Proper Venting of Rheem Condensing tankless water heater

Discussion in 'Tankless Water Heater Forum' started by Killer95Stang, Mar 27, 2012.

  1. Killer95Stang

    Killer95Stang New Member

    Messages:
    46
    Location:
    Southern CA
    I finally decided to bite the bullet and purchase a tankless water heater. Not to save tons of money, because how much can I really save when my gas bill ranges from $12 - $20 at its peak. What I do plan on getting is a little extra real estate, so I can install a water softener where the current 40 gallon tank is. Not to mention, I would like to take advantage of not having to time the washing of clothes when I decide to take long shower.

    So.. after a little researching here and there.. I might have decided that I want to buy a Rheem Tankless water heater. I like the added benefit of a condensing unit, since they say I can direct vent the unit with PVC pipe. But that leaves me at a couple questions.

    1. Is PVC legal to use as a vent in CA?

    2. Can I horizontally vent my units exhaust into a covered exterior patio area? I currently have a roofed patio which extend from one side of the house to the other (approx 60ft x 12ft x 9 ft tall). All sides are fully open to the back yard with the only side not open being attached to the side of the house. I'm pretty sure I know the answer to this, but I'll ask anyway.

    3. Does anyone have real world pictures of how they terminated PVC intake / exhaust vents out of the roof. I have plenty of diagrams that I've seen on various websites, but no pictures of actual in use vents.

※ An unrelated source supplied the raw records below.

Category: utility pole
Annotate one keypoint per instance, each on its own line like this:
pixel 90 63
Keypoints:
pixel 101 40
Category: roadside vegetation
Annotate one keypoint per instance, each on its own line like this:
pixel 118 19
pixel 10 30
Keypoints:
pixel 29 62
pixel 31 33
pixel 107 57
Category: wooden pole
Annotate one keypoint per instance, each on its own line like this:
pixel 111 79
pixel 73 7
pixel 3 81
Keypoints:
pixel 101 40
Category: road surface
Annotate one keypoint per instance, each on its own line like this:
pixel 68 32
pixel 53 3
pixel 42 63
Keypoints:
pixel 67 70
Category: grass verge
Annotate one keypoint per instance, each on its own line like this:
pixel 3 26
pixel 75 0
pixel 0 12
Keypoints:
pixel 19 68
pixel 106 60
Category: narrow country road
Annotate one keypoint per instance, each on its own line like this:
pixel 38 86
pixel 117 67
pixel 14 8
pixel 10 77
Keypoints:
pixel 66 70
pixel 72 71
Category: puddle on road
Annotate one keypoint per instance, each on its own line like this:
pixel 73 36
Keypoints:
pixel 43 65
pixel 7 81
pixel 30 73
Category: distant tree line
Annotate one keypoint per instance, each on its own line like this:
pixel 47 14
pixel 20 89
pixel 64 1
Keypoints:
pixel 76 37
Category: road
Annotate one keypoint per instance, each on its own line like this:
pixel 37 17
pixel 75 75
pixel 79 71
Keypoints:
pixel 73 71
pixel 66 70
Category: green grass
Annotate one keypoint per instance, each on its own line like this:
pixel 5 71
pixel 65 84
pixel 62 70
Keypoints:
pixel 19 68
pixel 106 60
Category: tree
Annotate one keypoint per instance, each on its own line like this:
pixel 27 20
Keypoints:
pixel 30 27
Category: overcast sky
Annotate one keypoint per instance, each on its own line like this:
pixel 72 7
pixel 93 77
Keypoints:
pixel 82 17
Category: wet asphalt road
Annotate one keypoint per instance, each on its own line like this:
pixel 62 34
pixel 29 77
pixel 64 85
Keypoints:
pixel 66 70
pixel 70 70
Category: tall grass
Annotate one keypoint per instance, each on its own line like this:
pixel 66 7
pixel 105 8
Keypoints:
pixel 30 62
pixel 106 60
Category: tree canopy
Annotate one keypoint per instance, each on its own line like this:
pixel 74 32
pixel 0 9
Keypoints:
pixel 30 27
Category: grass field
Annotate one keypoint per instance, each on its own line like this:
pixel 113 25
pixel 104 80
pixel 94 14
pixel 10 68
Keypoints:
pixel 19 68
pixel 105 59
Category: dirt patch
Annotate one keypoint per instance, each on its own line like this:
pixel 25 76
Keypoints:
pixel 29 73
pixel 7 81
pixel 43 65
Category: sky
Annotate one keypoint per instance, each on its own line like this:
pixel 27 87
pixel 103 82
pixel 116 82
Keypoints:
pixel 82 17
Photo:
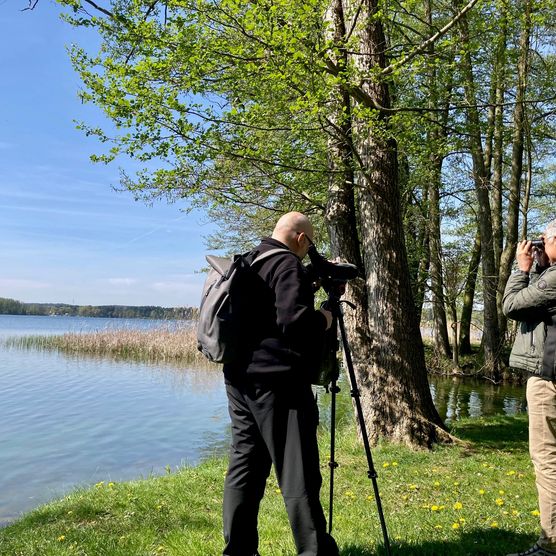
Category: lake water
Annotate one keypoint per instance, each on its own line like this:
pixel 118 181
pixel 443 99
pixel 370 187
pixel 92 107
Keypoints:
pixel 75 421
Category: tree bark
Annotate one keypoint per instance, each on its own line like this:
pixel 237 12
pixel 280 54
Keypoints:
pixel 518 146
pixel 469 297
pixel 390 367
pixel 491 336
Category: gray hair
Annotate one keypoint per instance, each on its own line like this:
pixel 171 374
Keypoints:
pixel 550 229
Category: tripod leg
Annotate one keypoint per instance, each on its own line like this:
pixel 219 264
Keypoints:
pixel 372 474
pixel 332 463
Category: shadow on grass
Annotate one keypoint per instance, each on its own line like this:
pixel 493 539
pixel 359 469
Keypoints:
pixel 476 542
pixel 498 433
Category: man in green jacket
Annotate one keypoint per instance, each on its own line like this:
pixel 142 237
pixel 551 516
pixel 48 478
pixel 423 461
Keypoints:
pixel 530 298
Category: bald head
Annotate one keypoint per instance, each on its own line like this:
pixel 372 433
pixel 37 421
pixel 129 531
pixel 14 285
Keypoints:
pixel 295 230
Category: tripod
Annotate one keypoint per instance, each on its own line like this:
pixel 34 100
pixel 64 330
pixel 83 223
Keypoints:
pixel 333 305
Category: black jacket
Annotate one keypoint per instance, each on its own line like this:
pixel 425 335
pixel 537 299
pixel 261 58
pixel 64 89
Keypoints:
pixel 286 332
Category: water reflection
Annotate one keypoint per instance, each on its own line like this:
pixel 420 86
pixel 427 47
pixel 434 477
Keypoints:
pixel 456 398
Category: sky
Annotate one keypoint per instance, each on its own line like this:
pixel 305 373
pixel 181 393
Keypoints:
pixel 65 235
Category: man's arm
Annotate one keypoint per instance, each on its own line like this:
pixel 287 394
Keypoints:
pixel 527 297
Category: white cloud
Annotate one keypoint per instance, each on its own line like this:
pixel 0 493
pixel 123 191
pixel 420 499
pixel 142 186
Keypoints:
pixel 122 281
pixel 16 283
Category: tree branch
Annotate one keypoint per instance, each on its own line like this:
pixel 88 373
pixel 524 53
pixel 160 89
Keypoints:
pixel 425 44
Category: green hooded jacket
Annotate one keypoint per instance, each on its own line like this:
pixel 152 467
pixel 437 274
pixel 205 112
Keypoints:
pixel 531 300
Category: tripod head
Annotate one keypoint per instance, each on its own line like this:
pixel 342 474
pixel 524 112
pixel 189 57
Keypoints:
pixel 331 276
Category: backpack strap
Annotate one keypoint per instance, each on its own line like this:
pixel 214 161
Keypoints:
pixel 269 253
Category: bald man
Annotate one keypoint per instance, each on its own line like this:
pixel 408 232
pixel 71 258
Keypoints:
pixel 271 403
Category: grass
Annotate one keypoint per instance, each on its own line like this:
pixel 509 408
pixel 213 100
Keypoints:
pixel 475 498
pixel 160 345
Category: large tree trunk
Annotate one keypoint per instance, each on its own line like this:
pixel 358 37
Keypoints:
pixel 512 230
pixel 498 85
pixel 469 297
pixel 491 336
pixel 390 366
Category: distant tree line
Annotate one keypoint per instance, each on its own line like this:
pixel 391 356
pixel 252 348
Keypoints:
pixel 14 307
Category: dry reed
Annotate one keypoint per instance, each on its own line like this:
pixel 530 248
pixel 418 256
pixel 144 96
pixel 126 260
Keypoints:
pixel 161 344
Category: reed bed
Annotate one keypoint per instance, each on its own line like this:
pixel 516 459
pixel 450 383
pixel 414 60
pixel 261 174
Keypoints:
pixel 156 345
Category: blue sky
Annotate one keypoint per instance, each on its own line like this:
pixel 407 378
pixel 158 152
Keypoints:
pixel 65 234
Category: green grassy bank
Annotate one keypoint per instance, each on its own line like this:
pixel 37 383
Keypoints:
pixel 478 498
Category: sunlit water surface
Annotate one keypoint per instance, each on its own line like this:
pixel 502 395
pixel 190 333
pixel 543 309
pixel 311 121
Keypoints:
pixel 75 421
pixel 67 422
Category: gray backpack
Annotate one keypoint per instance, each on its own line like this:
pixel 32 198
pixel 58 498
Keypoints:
pixel 220 327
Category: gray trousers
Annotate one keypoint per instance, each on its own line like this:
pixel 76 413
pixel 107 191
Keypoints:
pixel 274 424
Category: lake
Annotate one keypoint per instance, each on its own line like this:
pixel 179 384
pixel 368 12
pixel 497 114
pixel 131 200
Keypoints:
pixel 69 421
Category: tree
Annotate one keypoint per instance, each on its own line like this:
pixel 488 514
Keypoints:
pixel 238 104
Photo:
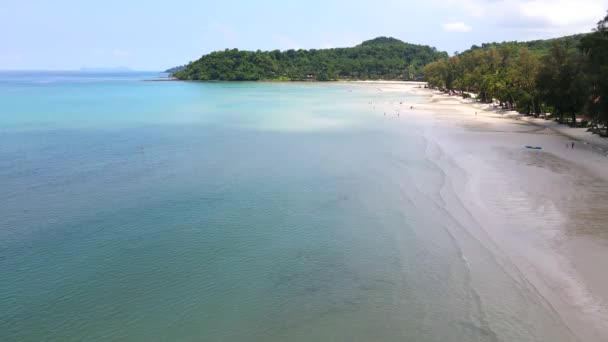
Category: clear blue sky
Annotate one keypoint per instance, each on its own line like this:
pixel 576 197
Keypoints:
pixel 155 35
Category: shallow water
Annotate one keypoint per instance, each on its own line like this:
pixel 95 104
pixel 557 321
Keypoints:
pixel 212 211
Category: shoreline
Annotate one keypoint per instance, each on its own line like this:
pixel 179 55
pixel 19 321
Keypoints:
pixel 537 226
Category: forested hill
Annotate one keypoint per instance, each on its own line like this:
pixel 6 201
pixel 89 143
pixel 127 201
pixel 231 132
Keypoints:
pixel 538 47
pixel 380 58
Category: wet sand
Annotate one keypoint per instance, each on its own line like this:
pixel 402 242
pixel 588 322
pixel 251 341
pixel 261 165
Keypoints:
pixel 544 211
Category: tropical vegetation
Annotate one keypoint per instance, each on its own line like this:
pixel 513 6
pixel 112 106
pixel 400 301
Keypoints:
pixel 567 77
pixel 380 58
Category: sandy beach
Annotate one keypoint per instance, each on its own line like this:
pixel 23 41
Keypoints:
pixel 542 213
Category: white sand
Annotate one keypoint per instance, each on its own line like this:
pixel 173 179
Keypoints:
pixel 543 212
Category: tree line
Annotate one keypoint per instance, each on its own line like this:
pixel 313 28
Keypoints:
pixel 566 77
pixel 380 58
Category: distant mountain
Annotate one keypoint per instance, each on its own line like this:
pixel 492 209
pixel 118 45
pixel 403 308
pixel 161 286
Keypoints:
pixel 380 58
pixel 175 69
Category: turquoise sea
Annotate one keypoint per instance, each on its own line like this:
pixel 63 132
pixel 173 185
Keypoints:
pixel 178 211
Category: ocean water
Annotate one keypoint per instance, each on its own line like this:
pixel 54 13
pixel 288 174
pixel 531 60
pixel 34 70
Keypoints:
pixel 177 211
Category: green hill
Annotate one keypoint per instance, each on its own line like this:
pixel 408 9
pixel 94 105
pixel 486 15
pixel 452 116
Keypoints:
pixel 380 58
pixel 538 47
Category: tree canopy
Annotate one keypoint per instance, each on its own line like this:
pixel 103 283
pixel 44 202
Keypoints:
pixel 380 58
pixel 564 76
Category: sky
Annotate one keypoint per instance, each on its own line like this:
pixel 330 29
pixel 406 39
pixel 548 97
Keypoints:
pixel 156 35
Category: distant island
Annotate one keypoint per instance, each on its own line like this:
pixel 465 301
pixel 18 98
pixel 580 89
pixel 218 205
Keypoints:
pixel 106 69
pixel 380 58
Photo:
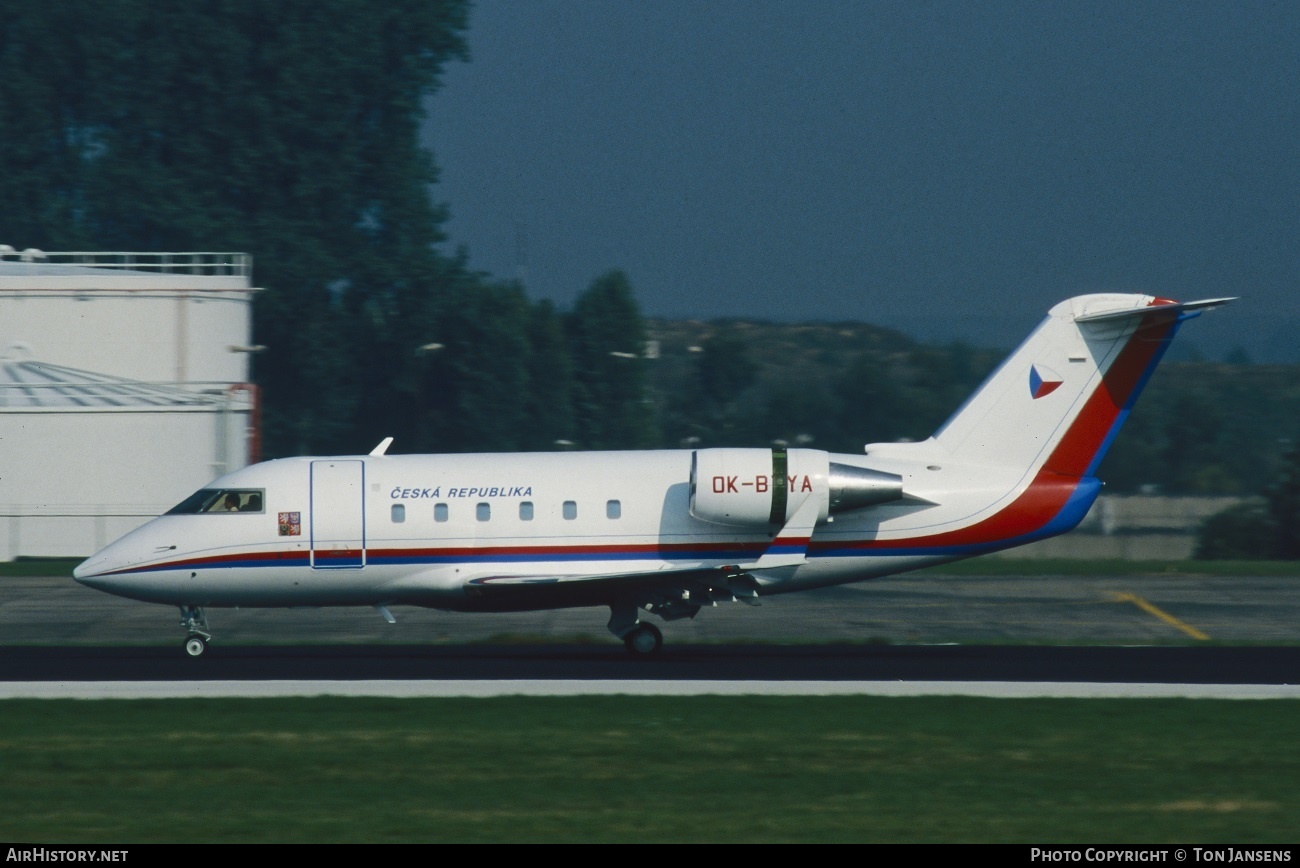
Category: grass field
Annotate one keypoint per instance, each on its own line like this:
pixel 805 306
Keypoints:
pixel 973 567
pixel 651 769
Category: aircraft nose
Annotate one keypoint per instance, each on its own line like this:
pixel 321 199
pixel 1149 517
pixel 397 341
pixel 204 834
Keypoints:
pixel 89 571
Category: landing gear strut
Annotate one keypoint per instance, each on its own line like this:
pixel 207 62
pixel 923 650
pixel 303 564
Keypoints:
pixel 196 624
pixel 641 639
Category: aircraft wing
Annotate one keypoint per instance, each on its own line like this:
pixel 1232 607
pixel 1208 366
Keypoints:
pixel 668 593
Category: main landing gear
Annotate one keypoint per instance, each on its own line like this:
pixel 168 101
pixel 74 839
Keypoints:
pixel 641 639
pixel 196 624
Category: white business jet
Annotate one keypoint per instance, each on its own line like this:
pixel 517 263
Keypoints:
pixel 659 532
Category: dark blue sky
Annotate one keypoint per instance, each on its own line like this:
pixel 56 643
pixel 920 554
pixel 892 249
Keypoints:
pixel 949 169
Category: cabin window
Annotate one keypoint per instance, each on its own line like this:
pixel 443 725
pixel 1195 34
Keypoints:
pixel 220 500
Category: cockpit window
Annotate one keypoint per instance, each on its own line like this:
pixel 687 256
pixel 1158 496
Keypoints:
pixel 220 500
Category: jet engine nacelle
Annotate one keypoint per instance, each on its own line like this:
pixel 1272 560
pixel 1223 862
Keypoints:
pixel 749 487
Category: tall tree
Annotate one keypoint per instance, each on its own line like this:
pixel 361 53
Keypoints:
pixel 611 403
pixel 282 127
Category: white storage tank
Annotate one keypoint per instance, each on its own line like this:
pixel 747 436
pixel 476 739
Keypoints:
pixel 124 386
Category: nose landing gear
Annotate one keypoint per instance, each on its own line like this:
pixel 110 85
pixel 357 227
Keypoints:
pixel 196 624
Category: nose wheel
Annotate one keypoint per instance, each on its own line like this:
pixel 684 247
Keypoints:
pixel 196 624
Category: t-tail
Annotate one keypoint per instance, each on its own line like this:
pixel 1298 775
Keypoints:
pixel 1017 461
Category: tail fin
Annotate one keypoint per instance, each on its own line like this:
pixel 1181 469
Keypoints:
pixel 1058 400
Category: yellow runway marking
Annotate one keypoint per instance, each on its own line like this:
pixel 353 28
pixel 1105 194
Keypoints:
pixel 1164 616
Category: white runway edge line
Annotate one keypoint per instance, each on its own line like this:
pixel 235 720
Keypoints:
pixel 480 689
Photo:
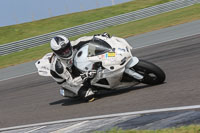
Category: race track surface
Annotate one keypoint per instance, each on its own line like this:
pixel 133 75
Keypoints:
pixel 33 99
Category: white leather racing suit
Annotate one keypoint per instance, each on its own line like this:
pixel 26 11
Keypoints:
pixel 62 72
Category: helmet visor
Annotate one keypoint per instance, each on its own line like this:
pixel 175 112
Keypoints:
pixel 65 52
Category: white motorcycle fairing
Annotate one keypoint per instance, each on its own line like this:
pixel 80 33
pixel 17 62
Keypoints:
pixel 116 58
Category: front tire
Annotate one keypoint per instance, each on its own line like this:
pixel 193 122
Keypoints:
pixel 153 75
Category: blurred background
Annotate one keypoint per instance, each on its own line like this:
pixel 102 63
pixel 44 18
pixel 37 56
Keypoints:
pixel 21 11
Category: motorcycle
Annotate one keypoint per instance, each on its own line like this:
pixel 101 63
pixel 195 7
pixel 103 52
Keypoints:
pixel 111 59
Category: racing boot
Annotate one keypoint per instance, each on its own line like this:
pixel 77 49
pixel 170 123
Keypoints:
pixel 87 94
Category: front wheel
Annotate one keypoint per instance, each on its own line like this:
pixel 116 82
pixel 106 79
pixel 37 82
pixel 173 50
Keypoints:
pixel 153 74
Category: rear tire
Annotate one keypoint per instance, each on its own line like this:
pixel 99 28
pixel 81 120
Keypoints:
pixel 153 74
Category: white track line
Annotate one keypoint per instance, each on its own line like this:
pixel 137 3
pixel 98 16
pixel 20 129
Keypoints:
pixel 63 130
pixel 104 116
pixel 35 129
pixel 18 76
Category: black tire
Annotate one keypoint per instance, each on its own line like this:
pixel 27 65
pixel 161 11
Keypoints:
pixel 153 75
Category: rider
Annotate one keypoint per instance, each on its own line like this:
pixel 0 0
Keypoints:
pixel 64 72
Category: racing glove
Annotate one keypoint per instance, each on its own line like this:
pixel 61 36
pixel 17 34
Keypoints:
pixel 88 74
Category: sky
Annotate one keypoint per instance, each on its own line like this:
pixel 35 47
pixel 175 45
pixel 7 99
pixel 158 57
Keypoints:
pixel 21 11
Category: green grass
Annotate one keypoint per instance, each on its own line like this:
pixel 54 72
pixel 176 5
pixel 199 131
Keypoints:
pixel 180 16
pixel 183 129
pixel 26 30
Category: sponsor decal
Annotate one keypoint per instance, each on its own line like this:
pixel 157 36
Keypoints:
pixel 122 49
pixel 107 55
pixel 111 54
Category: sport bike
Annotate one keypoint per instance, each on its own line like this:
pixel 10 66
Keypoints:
pixel 112 65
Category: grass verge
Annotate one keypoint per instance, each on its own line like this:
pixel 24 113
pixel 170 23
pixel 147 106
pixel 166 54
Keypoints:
pixel 183 129
pixel 26 30
pixel 180 16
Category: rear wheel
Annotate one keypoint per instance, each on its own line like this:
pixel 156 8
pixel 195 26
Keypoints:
pixel 153 74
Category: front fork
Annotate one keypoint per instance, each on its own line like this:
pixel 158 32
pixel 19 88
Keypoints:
pixel 130 72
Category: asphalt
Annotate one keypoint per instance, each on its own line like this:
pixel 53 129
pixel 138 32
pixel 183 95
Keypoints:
pixel 33 99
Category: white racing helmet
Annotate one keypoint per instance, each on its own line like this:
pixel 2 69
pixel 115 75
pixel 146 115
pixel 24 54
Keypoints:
pixel 61 46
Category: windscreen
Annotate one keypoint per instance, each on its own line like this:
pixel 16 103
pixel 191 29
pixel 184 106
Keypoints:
pixel 98 47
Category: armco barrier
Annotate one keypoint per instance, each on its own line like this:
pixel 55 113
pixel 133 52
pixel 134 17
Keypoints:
pixel 92 26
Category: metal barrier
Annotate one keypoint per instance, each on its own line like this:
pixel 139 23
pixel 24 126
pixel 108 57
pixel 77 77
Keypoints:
pixel 92 26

    4. Rheem sells a vertical / horizontal PVC two into one vent stack. It appears that the exhaust portion stays open. How do you cap this off so rain doesn't go back into the exhaust piping? This is another example where I can't find any pictures of it in actual use.

    5. My current tanked water heater vents straight up through the roof. I would be putting the tankless in the same spot, so I will have no horizontal runs of pipe for a condensation drain fitting. Do I need one with a condensing unit? The directions are pretty vague.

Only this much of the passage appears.